Tuesday, February 12, 2008

Once More

I called the number on Friday morning. It's Tuesday morning and they still haven't called me back. I'm in shock. Imagine if it was a woman that had called that morning and it had taken an enormous amount of courage to make that call and she never received a call back and didn't have the courage to call again. Kind of like how I feel. I'm back to feeling lazy and wondering maybe I can just work through it on my own. I did find another place to call, this time in Richmond Hill. As for me making the phone call again, I'm wavering now. Sometimes I think it's been 2 1/2 years already, do I really need to see a therapist, will it really make these feelings disappear. Deep in my heart I know I have to make the phone call, I think it will help to talk to someone. But I'm procastinating, thinking I can do it by myself. This whole thing honestly angers me more than anything. Angers me that I can allow myself to fall completely under these irrational thoughts. I have a psych degree for god's sake, you'd think I'd be smart enough or just mentally able to keep it togther. When I was pregnant I was estactic. I couldnt' wait to have my baby and was looking forward to having another 2 after. Then, almost immediately, when we were in our hospital room I remember thinking all I wanted was for someone to take her away and never bring her back. I was regretting the whole thing. Of course the doctors said it was all due to lack of sleep and that the feelings would go away. I thought to myself, yes of course I remember reading about the "baby blues". Yet the feelings never went away. They're still here. To a lesser extent but they're still around. They cloud my judgement, they make situations harder than they should be.

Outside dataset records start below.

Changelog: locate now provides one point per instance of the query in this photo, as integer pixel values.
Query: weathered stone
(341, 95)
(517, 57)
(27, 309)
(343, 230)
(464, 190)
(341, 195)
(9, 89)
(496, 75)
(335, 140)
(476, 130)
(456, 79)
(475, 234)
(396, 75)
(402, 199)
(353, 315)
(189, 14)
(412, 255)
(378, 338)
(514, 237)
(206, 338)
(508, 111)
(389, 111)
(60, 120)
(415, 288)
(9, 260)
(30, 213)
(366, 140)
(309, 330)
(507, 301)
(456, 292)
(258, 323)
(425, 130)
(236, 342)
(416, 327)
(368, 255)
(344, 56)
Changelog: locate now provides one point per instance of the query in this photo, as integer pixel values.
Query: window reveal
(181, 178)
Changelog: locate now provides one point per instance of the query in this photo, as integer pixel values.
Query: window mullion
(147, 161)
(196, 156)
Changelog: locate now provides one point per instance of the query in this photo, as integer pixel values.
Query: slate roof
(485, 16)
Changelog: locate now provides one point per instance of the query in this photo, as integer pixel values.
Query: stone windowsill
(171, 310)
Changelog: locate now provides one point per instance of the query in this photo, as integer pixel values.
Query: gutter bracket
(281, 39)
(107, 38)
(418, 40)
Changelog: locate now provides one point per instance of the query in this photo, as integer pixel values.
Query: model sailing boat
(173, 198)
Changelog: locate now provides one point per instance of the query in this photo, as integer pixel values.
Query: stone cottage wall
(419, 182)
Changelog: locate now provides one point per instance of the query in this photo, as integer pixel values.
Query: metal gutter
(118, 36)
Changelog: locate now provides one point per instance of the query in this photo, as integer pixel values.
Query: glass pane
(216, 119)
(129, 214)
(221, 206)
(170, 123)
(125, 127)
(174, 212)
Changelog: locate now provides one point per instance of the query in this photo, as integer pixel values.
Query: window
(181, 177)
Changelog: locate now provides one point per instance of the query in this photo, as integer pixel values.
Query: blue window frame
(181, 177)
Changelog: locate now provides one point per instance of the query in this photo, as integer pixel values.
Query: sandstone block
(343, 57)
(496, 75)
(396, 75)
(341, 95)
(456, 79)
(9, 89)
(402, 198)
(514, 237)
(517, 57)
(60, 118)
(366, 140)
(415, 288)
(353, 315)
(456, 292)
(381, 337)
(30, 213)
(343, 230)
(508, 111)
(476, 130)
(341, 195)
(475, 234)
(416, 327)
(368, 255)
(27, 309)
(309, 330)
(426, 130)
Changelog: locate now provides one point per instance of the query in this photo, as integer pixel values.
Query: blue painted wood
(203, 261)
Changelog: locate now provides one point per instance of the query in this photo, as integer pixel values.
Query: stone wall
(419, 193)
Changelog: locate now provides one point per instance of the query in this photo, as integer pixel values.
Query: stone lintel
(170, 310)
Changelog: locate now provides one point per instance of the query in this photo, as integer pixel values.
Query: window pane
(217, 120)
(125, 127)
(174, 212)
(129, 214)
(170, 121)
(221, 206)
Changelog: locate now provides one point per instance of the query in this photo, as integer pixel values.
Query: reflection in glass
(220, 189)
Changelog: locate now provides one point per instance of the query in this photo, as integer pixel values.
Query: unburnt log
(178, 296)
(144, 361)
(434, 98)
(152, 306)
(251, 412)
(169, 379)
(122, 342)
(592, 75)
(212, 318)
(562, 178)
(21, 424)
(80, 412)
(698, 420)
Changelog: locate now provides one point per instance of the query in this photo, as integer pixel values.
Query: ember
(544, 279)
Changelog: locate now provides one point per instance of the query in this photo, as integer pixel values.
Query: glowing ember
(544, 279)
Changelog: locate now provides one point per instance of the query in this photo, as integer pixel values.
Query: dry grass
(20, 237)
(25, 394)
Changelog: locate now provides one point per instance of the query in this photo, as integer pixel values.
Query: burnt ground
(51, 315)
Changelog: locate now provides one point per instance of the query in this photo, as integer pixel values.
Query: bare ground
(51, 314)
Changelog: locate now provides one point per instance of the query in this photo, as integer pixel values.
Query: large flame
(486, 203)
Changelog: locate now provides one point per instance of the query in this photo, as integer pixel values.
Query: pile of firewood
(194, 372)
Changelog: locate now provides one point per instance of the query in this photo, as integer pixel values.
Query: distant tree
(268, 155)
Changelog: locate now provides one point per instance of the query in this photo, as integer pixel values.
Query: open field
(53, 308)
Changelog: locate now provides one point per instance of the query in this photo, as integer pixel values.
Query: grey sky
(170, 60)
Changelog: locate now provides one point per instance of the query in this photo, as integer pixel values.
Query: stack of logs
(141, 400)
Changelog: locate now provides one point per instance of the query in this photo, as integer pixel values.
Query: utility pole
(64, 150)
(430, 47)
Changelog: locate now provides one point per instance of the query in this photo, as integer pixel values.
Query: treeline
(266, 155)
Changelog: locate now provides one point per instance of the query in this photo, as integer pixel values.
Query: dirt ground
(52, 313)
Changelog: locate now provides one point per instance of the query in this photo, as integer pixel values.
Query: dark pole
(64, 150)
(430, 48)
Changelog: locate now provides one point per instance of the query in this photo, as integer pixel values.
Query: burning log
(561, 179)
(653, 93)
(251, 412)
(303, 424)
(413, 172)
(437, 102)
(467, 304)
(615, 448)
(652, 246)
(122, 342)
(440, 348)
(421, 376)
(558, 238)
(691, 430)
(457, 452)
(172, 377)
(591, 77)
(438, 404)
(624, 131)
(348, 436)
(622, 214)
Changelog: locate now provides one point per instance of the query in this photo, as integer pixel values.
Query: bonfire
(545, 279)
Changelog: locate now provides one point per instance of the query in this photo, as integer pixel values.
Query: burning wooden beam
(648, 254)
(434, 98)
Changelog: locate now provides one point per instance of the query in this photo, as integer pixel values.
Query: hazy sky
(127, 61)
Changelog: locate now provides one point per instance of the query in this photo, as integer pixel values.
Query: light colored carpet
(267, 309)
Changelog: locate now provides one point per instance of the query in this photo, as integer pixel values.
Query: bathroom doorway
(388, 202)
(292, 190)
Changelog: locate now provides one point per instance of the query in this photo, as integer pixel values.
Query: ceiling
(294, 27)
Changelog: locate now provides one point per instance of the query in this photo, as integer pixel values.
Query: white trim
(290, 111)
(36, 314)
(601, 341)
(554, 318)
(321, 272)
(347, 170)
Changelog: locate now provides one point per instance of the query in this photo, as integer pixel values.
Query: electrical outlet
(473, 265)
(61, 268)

I'm home today from work, the alarm didn't wake me up and neither did Joe. I have a cold too so I figured I might as well stay home and relax, and decide on making the phone call again.

Edited to add: I made the call to the other place and I have an appointment in April. April is a long way away but it's a step. Thanks all for your words, it truly it a good feeling to know that someone out there cares enough to share kind words. :)

9 comments:

sky girl said...

That's crappy! I can't believe you haven't received a callback.

Call the other place. Do it by lunchtime. :)

Bossy ain't I?

A Peanut's Life said...

Don't doubt yourself. It took a lot of courage to make the call, so try calling the other place as well. Do it soon!

You need to do this not only for your family, but mostly for yourself. There is nothing wrong with what you are feeling. Taking this for yourself will only make you a better mother and your relationship with Samantha will thrive even more.

crazedmommy said...

The hardest part for me in conquering my PPD was finding the help. We live north of Toronto and although I was given all the resources when I had my daughter I couldn't get a response from anyone.

You really have to push and push. Don't back down. Getting the help you need is sooooo worth it.

Ms. Porter said...

Make the call again...

I was thinking...what if they got your message but took down one digit incorrectly? You just never know right? So make the call...you are doing this for you, I guarantee you that you that you will not regret it the days, months, years to come.

Also, keep in touch anytime.

Naomi (Urban Mummy) said...

That sucks. I agree with Ms. Porter - call again. And again, if you need to. It's important.

motherbumper said...

I'm glad that you got an appointment. April seems like a long way off but I hope it will go quickly. There's nothing wrong with how you are feeling and talking about it is a major step. You've got support out here :)

Urban Daddy said...

If you ever need to talk - or want a coffee or tea - I'm not to far away from you. Anytime, ok?!?

petite gourmand said...

oh Gabriella I'm so sorry you are going through this.
(just catching up)
I hope you get an appointment sooner than April- that's ridiculous.
It really helps to talk to someone though.
For what it's worth, this time of year can really take a toll and from what I'm reading out there, it seems as though you are not alone.
If you ever need to chat, you know where to find me.

Lilian said...

I haven't visited in a while, but I'm glad I've decided to "come visit" today. I think you should definitely get help and I'm glad you called. I'm also sorry that the other place didn't respond making you have to go through the hassle of calling another place. As someone who dreads making calls to strangers to solve any problems, I understand to some extent how tough it was for you to do this.

You should not feel guilty for feeling this way. Not every mother feels happy and fulfilled to be a mother, it's just that people don't like to talk about it or admit it. There's always an immense amount of pressure on mothers and we're judged right and left for our actions and feelings.

Hang in there, my friend, and hopefully in April you'll be able to find out more about how to feel better.